Mallette a aussi accordé crédit au gardien des Foreurs, Jonathan Lemieux.

«Il ne faut pas oublier qu’il a fait de gros arrêts. Ce soir, les rondelles allaient pour eux et c’est correct. Maintenant, c’est 1-1 dans la série et c’est comme si on retournait à la maison. Demain (aujourd’hui), on va avoir le dernier changement et ça va être à nous de nous ajuster.»

D’ailleurs, Egor Serdyuk a été laissé de côté pour la rencontre. L’attaquant n’avait inscrit que cinq points en 13 rencontres depuis le début des séries.

«Je ne trouve pas qu’il a joué à 100 % lors du dernier match. On lui a montré, on lui a expliqué et on est allé en ce sens. On ne peut pas se permettre en finale d’avoir des joueurs qui ne respectent pas le plan de match.»

Un semblant de normalité

On était loin de la normalité, vendredi au Centre Vidéotron, mais c’est ce qui s’y apparentait le plus en 15 mois. Après autant de temps sans hockey en personne, les amateurs de la LHJMQ s’ennuyaient.

Un total de 1816 spectateurs ont assisté à la rencontre de vendredi sur une capacité totale de 2000, limite permise par la Santé publique.

Deux heures avant le début de la partie entre les Foreurs de Val-d’Or et les Tigres de Victoriaville, les gens circulaient autour de l’amphithéâtre, certains arborant les couleurs des Tigres et d’autres des Foreurs. Des « tailgates » en petits groupes se sont également organisés dans le stationnement.

D’ailleurs, si on s’attendait à ce que plusieurs personnes de Victoriaville fassent le chemin vers Québec pour le match de vendredi en raison de la proximité géographique, ce fut également le cas de plusieurs amateurs de l’Abitibi qui ont parcouru près de 800 km pour être là, vendredi.

Quelques-uns d’entre eux, d’ailleurs, attendaient l’autocar de l’équipe à son arrivée au Centre Vidéotron pour afficher leur soutien à leur équipe.

Simplement lors de notre marche autour du Centre Vidéotron avant la rencontre, nous avons croisé des membres de la famille ou des proches des joueurs des Foreurs Jakob Pelletier, Justin Robidas et William Blackburn, ainsi que celle des défenseurs des Tigres de Victoriaville Massimo Siciliano et Pier-Olivier Roy.

«Un cadeau»

Parmi les familles présentes vendredi, celle du capitaine des Foreurs Jakob Pelletier était assurément en lice pour remporter la palme de la plus importante délégation alors que plus d’une cinquantaine de membres de la famille et de proches étaient au Centre Vidéotron pour encourager le natif de Neufchâtel.

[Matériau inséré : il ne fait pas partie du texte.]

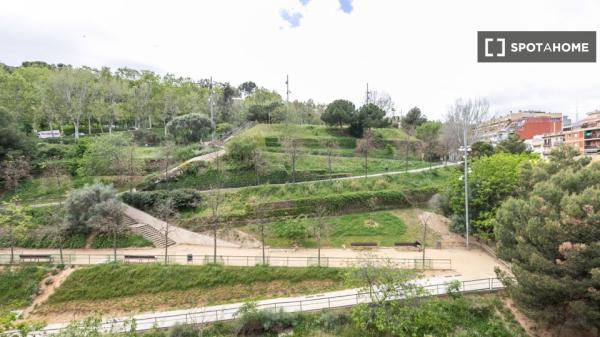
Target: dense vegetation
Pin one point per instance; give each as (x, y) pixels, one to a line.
(551, 235)
(112, 281)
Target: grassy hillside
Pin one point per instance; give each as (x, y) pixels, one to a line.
(343, 196)
(312, 160)
(384, 228)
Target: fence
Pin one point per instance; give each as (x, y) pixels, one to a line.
(276, 261)
(228, 312)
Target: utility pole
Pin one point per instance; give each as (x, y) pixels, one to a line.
(466, 175)
(287, 98)
(212, 116)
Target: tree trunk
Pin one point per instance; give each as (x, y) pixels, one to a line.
(166, 242)
(262, 239)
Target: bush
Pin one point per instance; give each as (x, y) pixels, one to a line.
(147, 200)
(146, 137)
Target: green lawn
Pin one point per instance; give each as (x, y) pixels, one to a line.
(384, 228)
(113, 281)
(18, 284)
(235, 202)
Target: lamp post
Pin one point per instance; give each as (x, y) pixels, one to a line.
(466, 149)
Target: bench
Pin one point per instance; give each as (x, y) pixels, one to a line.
(415, 244)
(363, 244)
(139, 258)
(35, 258)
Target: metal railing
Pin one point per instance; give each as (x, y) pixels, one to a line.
(228, 312)
(275, 261)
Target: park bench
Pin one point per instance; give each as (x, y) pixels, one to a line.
(415, 244)
(363, 244)
(35, 258)
(139, 258)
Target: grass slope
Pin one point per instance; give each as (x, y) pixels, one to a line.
(114, 281)
(385, 228)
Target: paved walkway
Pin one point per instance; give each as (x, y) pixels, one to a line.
(328, 300)
(177, 234)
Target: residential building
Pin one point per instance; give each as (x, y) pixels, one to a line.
(525, 124)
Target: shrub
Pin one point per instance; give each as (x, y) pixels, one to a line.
(147, 200)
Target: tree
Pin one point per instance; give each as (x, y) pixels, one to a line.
(320, 228)
(330, 144)
(292, 148)
(428, 133)
(255, 202)
(247, 88)
(80, 204)
(12, 141)
(14, 220)
(481, 149)
(338, 112)
(13, 171)
(463, 119)
(190, 128)
(493, 179)
(72, 91)
(107, 216)
(367, 117)
(363, 147)
(412, 120)
(550, 236)
(513, 144)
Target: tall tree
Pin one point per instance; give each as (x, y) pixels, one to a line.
(551, 237)
(72, 91)
(428, 133)
(292, 149)
(364, 146)
(107, 216)
(338, 112)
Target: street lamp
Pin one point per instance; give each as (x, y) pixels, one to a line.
(466, 149)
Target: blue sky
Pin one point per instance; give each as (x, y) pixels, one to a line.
(423, 53)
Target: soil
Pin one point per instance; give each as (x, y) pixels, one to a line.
(170, 300)
(47, 287)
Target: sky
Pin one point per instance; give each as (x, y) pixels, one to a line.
(422, 53)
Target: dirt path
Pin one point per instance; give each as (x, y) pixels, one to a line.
(47, 287)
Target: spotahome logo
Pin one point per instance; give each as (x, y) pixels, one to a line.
(528, 46)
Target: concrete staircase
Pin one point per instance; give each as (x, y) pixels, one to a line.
(151, 234)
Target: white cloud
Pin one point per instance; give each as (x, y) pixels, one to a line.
(422, 53)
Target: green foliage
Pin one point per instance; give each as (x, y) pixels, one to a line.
(413, 119)
(81, 202)
(551, 236)
(481, 149)
(190, 128)
(513, 144)
(111, 281)
(338, 112)
(183, 199)
(493, 179)
(18, 285)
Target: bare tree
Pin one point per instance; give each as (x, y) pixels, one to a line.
(364, 146)
(463, 119)
(166, 211)
(320, 227)
(291, 146)
(107, 216)
(256, 205)
(13, 171)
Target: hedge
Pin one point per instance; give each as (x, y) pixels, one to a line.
(183, 198)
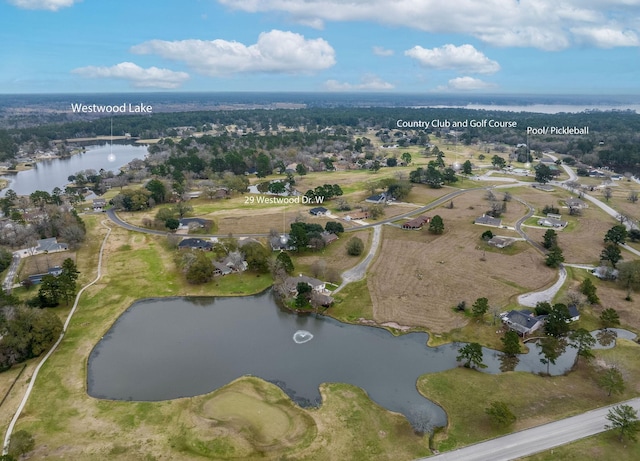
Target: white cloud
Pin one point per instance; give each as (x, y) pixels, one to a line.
(368, 83)
(139, 77)
(604, 37)
(544, 24)
(275, 51)
(465, 84)
(51, 5)
(463, 58)
(380, 51)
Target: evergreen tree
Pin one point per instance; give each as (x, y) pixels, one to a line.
(472, 353)
(511, 343)
(550, 239)
(588, 289)
(480, 307)
(436, 226)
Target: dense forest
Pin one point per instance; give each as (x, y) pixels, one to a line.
(613, 139)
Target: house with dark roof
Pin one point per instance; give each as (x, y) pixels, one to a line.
(523, 322)
(357, 215)
(193, 223)
(500, 242)
(574, 313)
(99, 204)
(486, 220)
(37, 278)
(195, 244)
(575, 203)
(552, 222)
(416, 223)
(318, 211)
(220, 269)
(281, 243)
(378, 198)
(291, 284)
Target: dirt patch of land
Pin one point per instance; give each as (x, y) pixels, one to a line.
(418, 277)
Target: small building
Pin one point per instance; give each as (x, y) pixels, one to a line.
(486, 220)
(318, 211)
(195, 244)
(605, 273)
(356, 216)
(574, 313)
(99, 204)
(193, 223)
(575, 203)
(37, 278)
(220, 269)
(317, 286)
(552, 222)
(543, 187)
(500, 242)
(417, 223)
(378, 198)
(523, 322)
(281, 243)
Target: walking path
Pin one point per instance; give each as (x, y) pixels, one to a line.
(359, 271)
(32, 380)
(536, 439)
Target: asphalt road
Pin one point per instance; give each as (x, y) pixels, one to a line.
(359, 271)
(535, 440)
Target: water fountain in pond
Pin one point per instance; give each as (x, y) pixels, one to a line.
(302, 336)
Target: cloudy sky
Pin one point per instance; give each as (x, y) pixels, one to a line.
(404, 46)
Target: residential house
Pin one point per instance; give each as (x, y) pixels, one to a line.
(220, 269)
(356, 216)
(416, 223)
(605, 273)
(281, 243)
(575, 203)
(317, 286)
(574, 313)
(37, 278)
(486, 220)
(99, 204)
(318, 211)
(378, 198)
(50, 245)
(193, 223)
(500, 242)
(523, 322)
(195, 244)
(552, 222)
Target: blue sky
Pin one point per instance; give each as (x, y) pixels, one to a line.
(404, 46)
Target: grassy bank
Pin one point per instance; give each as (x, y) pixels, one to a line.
(248, 419)
(533, 399)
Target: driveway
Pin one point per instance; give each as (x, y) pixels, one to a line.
(359, 271)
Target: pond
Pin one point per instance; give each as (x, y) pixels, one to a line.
(49, 174)
(162, 349)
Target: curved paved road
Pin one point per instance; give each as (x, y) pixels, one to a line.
(536, 439)
(32, 380)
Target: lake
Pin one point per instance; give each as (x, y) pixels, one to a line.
(162, 349)
(48, 174)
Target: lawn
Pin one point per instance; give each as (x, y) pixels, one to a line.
(249, 419)
(533, 399)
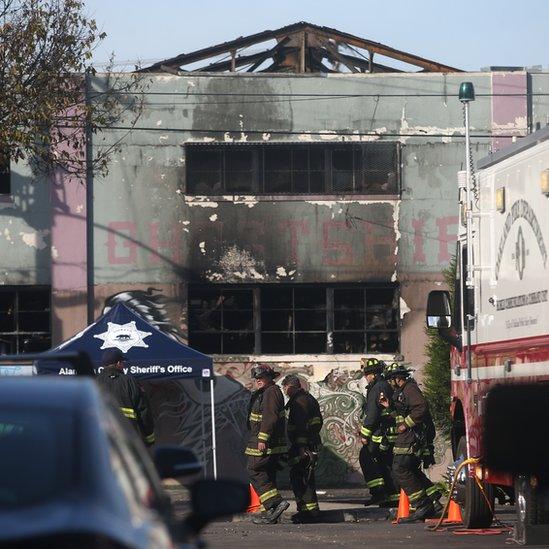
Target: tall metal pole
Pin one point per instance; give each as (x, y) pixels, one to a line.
(467, 94)
(214, 439)
(469, 236)
(90, 301)
(469, 209)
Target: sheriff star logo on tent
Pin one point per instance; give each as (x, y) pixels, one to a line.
(122, 336)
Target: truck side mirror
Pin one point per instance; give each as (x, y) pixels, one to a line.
(174, 462)
(439, 314)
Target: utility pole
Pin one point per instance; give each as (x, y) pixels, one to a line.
(90, 281)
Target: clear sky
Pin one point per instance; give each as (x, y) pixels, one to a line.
(467, 34)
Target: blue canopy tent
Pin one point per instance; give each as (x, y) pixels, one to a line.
(150, 353)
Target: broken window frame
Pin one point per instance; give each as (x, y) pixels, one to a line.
(223, 334)
(292, 178)
(19, 333)
(331, 332)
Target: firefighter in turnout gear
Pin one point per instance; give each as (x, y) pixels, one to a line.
(303, 428)
(131, 399)
(375, 457)
(414, 422)
(267, 442)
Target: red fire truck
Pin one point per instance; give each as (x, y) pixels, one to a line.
(498, 324)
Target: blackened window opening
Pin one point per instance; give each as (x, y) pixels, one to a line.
(294, 319)
(344, 168)
(24, 320)
(221, 320)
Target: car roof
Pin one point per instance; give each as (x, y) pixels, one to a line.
(48, 392)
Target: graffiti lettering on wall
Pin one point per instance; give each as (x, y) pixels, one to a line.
(445, 235)
(341, 244)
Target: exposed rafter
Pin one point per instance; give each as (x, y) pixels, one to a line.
(301, 47)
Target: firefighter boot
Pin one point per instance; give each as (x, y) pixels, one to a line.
(272, 515)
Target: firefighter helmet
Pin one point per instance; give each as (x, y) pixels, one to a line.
(372, 365)
(397, 370)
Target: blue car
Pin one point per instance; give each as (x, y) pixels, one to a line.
(73, 473)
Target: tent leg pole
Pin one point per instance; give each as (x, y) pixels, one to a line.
(204, 459)
(214, 445)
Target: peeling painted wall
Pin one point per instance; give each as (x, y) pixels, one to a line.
(25, 229)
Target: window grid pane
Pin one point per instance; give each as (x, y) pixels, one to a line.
(295, 319)
(24, 320)
(293, 168)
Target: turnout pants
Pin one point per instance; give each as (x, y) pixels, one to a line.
(263, 471)
(302, 479)
(409, 476)
(376, 468)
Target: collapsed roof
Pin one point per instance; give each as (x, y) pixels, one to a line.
(299, 48)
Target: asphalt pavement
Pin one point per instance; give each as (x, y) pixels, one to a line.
(345, 522)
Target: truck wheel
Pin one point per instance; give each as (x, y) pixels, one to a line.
(529, 508)
(475, 510)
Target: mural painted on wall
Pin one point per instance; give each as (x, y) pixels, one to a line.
(182, 408)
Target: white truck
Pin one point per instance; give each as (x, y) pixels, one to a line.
(498, 324)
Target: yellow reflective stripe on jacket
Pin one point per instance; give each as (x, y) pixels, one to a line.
(374, 483)
(129, 413)
(149, 439)
(409, 421)
(415, 496)
(258, 453)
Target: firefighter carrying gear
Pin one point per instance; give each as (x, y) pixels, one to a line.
(375, 456)
(266, 423)
(304, 425)
(131, 399)
(413, 419)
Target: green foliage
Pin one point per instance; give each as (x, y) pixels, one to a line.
(436, 379)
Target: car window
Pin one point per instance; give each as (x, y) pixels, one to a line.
(36, 456)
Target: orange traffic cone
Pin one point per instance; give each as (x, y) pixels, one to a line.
(403, 507)
(454, 514)
(255, 504)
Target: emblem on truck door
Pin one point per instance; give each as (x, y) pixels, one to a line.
(521, 210)
(520, 253)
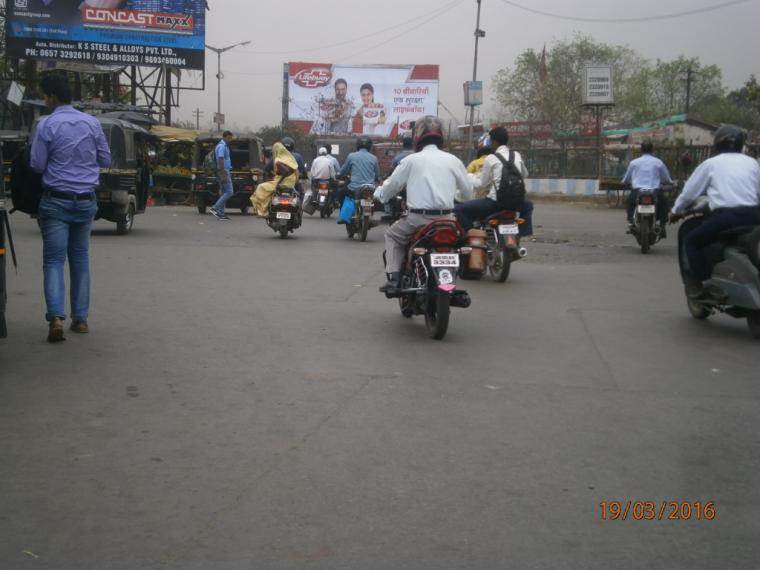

«Ç’a été difficile de ne pas pouvoir le voir jouer cette saison, a reconnu son père Mario, rencontré quelques heures avant le début du match. On avait un voyage de prévu en famille pour aller voir Jakob au Championnat mondial de hockey junior l’hiver dernier, mais on a dû l’annuler. On aurait aussi aimé le voir jouer à Val-d’Or puisqu’il semble que l’ambiance est extraordinaire quand l’amphithéâtre est plein. Au moins, là, on a un beau cadeau.»

«Au moins, on a l’occasion de le voir jouer dans l’uniforme des Foreurs, en finale, à sa dernière année junior, ajoute sa mère Nancy Latulippe. Ç’a tellement passé vite depuis le jour où il a été repêché à aujourd’hui. Ça fait déjà quatre ans.»

Bizarre et plaisant

Sur la glace, pas de doute que les joueurs et les entraîneurs aussi s’étaient ennuyés de l’apport de la foule.

«C’est le fun pour tout le monde, a commenté l’entraîneur-chef des Tigres Carl Mallette. Tout le monde était séparé, mais on les entendait. Quand on avait des chances de marquer, on sentait que nos partisans y croyaient. C’était le fun de les revoir.»

«C’était bizarre au début, a pour sa part trouvé le gardien des Foreurs Jonathan Lemieux. Ça faisait plus d’un an et ça nous a donné un petit boost de plus en finale dans un match aussi important. C’est le fun d’avoir le support des partisans et ils étaient nombreux ce soir. Ça fait du bien et on l’a senti dans la chambre.»